More than 80 leaders from the University of South Florida, Tampa General Hospital and Tampa Bay business community gathered to celebrate the appointment of Samuel A. Wickline MD as the first TGH Endowed Chair in Cardiovascular Medicine.
The event also served to recognize Wickline’s appointment as the founding director of the USF Health Heart Institute, a key component of the new USF expansion of the Morsani College of Medicine into downtown Tampa.
“This event marks an important milestone in the evolution of the USF Health Heart Institute,” said Dr. Charles Lockwood, senior vice president for USF Health and dean of the Morsani College of Medicine. “It is truly great to see our transformative vision for the future of heart health become a reality.”

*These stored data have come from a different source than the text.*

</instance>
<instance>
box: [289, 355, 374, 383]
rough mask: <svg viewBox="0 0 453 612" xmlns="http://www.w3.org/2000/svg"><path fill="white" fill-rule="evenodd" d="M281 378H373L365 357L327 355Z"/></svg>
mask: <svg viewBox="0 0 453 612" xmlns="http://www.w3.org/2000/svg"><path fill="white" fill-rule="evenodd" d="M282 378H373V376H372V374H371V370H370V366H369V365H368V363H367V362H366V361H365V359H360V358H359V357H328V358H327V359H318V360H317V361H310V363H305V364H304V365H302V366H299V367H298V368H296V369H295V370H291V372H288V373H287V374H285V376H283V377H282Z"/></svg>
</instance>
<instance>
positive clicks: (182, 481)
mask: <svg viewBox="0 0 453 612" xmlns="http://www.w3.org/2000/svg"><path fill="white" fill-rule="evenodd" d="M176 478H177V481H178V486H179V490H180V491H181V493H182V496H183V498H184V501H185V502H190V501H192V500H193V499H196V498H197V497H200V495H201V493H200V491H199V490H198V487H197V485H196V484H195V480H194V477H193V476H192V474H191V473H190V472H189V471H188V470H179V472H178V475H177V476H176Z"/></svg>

“Together, with Tampa General, we are creating a world-class cardiovascular medicine and research program that will help bring new therapies to the marketplace to fight the number-1 killer of Americans,” said USF President Judy Genshaft. “This effort includes recruiting critical cardiovascular scientists—such as Dr. Wickline—who are at the forefront of interdisciplinary biomedical research.”
“If ever there was a signature decision for this community, it was the decision to relocate the USF medical school and Heart Institute into the urban core creating a medical/educational cluster that will drive this economy and this city forward for decades to come,” said Mayor Bob Buckhorn. “The impact of that decision will be generational for both USF and the City of Tampa.”
“The more of these faculty chairs we are able to attract, the more we will be able to build this world-class academic medical center,” said John Brabson, chair of the Tampa General Hospital board of directors. “There’s nothing more important than the growing relationship, the strengthening ties, and the bond of trust that’s being developed between Tampa General and USF. If we’ve built all of this while we’ve been a 30-40 minute drive away, imagine what we’ll be able to do when the medical school relocates downtown and we’ll be just a boat ride apart.”
Dr. Wickline outlined his vision for the Heart Institute, listing a number of research opportunities for ending cardiovascular diseases: growing new heart tissue and blood vessels to fight heart failure and atherosclerosis, nanomedicine to provide safer blood clotting therapies, biomedical engineering to open up blood vessels without metal stents, and bioinformatics to predict disease and improve treatment options for patients.
“We want to make a difference in patients’ lives really soon by putting basic science to work,” said Dr. Wickline. “With the energy in Tampa, we’re interested in entrepreneurship that pushes ideas from the bench to the patient’s bedside.”